People always told me to tell those that I love that I loved them when I had the chance. Because people can leave faster and sooner before you can even mention you love them.

I spent like ten years with my great grandmother. She was always there for me when I needed someone to just talk to. About stuff other people would question. I remember clearly when I got hurt she would bandage me up and make sure I was okay. Or how at random moments she would reach into her purse and pull out two dollars for my brother and me. Little did I know, she was suffering from cancer. I guess I was just too young to understand it.

The doctors told us that she would only live for a while. I was at her house when she got rushed to the hospital. I was planning to see her come back home but she didn't.
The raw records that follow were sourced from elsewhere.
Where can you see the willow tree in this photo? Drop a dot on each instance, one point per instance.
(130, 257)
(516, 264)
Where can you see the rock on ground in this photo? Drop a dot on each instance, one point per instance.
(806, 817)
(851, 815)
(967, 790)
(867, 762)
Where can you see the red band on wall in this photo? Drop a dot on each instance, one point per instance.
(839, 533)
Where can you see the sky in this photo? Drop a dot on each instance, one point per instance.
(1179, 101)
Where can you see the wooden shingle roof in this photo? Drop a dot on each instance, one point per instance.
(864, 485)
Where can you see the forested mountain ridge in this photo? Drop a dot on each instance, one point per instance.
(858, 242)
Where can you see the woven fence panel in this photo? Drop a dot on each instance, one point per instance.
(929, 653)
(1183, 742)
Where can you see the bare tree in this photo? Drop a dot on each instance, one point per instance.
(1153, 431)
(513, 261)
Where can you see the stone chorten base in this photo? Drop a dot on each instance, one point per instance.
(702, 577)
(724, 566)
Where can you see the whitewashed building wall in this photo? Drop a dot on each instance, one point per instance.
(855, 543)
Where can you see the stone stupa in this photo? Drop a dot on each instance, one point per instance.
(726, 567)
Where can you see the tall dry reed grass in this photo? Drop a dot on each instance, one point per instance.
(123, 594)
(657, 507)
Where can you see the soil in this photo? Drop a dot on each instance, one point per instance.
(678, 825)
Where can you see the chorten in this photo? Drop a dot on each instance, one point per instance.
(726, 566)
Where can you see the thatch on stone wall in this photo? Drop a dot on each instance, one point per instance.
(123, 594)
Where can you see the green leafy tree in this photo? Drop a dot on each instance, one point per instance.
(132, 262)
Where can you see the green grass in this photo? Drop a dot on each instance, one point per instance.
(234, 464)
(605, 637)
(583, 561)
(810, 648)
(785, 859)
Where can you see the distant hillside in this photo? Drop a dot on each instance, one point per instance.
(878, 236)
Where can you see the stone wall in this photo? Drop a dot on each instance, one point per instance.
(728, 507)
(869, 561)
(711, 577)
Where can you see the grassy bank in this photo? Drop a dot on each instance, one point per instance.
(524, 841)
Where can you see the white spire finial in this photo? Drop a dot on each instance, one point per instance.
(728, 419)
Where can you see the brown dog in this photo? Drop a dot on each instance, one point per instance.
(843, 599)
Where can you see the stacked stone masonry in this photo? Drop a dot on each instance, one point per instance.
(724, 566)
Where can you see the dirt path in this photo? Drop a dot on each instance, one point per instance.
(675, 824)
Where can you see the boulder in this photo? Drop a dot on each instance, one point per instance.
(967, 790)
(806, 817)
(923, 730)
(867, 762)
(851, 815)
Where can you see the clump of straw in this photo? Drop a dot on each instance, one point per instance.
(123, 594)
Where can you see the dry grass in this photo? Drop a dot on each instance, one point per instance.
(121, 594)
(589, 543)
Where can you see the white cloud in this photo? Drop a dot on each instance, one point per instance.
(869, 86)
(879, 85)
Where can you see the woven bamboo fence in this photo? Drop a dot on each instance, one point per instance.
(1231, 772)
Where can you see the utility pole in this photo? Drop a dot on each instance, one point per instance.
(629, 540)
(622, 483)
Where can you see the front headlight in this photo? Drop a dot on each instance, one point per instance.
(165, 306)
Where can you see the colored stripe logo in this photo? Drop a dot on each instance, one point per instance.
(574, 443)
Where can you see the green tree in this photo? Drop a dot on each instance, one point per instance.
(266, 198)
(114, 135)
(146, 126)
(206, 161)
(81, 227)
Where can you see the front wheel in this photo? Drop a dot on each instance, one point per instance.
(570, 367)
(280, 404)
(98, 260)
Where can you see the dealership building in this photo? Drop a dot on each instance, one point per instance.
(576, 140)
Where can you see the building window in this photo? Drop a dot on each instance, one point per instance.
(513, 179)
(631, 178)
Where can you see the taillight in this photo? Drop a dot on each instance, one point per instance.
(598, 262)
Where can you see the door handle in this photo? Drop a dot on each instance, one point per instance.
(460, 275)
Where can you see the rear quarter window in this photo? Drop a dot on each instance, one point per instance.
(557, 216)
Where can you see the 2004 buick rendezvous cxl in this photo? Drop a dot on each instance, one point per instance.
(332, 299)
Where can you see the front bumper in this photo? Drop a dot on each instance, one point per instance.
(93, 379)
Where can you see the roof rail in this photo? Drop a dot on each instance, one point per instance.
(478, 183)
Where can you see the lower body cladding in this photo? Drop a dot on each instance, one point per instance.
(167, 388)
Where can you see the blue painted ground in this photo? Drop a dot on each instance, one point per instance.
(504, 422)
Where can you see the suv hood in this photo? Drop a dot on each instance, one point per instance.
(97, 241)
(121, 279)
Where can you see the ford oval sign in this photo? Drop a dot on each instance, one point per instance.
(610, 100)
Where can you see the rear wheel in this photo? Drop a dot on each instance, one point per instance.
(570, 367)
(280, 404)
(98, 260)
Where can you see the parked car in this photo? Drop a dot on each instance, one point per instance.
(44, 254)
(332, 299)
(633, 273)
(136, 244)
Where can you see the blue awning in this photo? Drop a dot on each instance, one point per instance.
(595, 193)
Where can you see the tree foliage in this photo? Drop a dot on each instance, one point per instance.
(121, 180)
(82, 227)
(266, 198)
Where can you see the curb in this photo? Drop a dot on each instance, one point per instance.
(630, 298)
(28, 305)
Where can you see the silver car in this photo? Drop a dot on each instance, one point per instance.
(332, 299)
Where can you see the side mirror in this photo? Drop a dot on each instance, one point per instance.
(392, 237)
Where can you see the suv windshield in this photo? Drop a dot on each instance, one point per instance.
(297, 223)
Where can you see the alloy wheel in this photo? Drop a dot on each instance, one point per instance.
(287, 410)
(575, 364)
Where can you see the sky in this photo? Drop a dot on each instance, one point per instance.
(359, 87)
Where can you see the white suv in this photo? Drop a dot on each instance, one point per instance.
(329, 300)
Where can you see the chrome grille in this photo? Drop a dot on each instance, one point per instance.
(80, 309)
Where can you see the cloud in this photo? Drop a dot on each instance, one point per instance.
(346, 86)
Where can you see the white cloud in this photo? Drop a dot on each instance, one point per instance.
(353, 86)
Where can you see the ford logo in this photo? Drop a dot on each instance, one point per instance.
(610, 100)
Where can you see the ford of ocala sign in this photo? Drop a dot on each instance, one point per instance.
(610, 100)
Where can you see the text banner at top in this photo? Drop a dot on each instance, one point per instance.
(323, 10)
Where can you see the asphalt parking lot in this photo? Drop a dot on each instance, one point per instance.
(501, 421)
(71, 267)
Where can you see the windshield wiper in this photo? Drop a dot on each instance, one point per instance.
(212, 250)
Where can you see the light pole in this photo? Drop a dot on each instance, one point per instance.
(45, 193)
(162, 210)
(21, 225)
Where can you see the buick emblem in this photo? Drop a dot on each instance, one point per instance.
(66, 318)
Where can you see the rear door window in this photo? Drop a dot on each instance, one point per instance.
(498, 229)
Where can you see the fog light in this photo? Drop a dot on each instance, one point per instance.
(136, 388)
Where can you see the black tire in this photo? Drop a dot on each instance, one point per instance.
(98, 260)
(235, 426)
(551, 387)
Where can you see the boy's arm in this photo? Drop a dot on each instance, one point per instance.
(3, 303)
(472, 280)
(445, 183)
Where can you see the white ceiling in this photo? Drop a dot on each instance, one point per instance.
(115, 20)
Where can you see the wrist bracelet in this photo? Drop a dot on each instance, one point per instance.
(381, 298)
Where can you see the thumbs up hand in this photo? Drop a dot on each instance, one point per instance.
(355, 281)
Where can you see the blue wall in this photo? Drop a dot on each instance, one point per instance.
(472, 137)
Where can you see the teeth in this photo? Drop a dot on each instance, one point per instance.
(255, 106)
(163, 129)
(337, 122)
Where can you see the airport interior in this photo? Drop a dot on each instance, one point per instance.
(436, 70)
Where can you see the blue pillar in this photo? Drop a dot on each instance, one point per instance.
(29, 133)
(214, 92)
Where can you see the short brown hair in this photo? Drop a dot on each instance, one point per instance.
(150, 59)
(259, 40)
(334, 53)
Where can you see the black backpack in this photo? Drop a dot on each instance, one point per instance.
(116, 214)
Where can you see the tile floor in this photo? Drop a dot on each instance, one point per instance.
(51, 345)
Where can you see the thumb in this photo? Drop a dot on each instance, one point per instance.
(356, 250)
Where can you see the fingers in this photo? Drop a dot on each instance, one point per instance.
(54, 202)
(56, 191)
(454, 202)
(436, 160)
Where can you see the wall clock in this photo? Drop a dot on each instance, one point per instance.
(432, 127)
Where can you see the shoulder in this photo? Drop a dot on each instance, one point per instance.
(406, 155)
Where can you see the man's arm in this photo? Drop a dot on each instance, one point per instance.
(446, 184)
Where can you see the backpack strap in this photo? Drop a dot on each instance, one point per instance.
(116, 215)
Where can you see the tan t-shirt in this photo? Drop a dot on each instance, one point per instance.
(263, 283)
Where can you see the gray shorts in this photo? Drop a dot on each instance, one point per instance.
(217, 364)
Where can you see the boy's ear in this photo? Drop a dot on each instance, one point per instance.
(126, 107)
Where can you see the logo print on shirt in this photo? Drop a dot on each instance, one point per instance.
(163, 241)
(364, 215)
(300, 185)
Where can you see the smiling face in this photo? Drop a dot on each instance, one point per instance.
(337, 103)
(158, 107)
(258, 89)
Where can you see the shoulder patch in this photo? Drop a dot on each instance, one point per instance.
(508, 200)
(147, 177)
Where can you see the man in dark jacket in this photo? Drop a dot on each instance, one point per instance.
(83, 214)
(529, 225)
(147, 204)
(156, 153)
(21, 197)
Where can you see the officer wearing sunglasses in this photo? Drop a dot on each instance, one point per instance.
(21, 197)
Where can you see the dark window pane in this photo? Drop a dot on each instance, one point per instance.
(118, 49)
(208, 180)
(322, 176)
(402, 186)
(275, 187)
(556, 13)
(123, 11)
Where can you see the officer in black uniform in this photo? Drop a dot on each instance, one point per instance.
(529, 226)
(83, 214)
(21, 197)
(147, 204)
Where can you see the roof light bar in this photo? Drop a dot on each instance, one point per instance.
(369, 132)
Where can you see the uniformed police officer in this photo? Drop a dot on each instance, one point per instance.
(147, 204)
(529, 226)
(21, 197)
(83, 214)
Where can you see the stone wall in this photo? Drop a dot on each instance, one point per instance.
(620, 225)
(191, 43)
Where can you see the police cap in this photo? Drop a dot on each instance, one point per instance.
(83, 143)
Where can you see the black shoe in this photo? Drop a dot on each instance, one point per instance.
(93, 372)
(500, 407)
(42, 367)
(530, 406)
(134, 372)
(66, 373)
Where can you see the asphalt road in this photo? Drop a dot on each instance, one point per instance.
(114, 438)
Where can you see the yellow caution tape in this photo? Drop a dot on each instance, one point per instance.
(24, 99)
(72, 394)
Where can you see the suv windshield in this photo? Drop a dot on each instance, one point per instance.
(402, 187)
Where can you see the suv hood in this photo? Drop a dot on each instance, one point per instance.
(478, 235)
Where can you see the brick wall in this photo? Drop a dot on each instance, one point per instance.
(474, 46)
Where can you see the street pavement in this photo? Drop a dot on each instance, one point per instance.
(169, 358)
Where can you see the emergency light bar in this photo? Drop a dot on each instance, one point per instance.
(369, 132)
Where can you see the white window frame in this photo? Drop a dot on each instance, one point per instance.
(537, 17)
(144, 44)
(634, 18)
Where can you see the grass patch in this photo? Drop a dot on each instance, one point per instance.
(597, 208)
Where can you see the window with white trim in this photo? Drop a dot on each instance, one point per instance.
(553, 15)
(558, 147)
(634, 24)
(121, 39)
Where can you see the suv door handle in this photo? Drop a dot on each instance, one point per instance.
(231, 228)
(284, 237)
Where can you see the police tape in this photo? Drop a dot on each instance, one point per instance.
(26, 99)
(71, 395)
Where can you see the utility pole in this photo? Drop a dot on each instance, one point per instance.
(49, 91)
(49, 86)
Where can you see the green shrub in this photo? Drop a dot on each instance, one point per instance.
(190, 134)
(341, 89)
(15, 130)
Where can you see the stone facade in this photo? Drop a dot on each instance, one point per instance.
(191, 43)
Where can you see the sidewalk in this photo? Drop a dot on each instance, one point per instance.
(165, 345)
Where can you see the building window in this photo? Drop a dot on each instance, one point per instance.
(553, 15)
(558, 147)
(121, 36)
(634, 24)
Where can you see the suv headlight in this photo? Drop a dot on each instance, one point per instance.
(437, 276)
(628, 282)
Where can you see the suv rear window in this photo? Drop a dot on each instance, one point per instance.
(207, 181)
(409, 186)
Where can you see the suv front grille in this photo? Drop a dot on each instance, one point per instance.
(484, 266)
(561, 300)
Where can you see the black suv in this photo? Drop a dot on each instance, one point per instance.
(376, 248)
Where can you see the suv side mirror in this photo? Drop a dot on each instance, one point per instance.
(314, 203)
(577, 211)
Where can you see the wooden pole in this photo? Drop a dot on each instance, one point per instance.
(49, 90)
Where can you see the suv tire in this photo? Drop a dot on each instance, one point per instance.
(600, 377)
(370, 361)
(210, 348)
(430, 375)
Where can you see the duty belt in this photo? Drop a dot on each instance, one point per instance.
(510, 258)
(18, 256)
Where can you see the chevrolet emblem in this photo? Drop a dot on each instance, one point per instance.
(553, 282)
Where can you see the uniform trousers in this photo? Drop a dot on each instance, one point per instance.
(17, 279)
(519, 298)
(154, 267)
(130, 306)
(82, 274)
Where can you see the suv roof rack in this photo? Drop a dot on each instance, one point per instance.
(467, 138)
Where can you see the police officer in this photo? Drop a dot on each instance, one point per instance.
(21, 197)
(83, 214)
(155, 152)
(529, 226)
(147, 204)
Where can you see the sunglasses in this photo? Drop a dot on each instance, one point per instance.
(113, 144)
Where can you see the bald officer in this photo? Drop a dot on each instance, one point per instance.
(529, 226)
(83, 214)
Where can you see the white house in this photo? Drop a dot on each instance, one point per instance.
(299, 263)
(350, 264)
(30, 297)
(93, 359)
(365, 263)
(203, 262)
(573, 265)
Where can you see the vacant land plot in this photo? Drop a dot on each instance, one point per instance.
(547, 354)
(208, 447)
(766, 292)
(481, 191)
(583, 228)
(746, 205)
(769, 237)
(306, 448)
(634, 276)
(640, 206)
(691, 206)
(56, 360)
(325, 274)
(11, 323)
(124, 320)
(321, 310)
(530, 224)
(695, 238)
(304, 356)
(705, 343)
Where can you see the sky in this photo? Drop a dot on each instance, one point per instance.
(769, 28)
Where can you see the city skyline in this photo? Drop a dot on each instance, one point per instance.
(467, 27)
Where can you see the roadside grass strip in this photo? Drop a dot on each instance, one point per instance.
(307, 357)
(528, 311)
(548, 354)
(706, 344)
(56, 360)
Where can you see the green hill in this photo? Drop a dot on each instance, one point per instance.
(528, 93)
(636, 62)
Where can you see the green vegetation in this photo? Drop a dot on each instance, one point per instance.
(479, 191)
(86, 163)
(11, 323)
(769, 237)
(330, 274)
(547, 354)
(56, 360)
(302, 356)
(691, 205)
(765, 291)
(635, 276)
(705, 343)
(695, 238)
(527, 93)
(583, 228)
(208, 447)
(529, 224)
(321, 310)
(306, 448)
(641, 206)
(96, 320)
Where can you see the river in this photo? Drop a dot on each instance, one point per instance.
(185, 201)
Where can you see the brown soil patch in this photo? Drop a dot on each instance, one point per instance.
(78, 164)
I got woke up at 2:45 in the morning to hear she was dying. I told her I loved her plenty times when she was alive but not enough. I believed in god during these times. I cried for about ten minutes cussing god out, telling him not to take her away. That I needed her more than anything. And about 3:10 I told god to take her because she was suffering in the hospital bed. At 3:15, she died.

I wish to this day I told her everyday I loved her, more than life itself. I regret that so much. As I grew up from that experience, I realised that life was extremely short. That our time here was limited. I began to tell those I loved that I loved them more than life at every chance I got. I have lost a lot of family members and friends from sickness and suicide. Not a day goes by that I wish I could have told them I loved them.

I lost one best friend that I miss more than life now. I never really told him that I loved him. I did but not enough. I just think, blah at the moment you don't understand what it's like to lose something. I do now.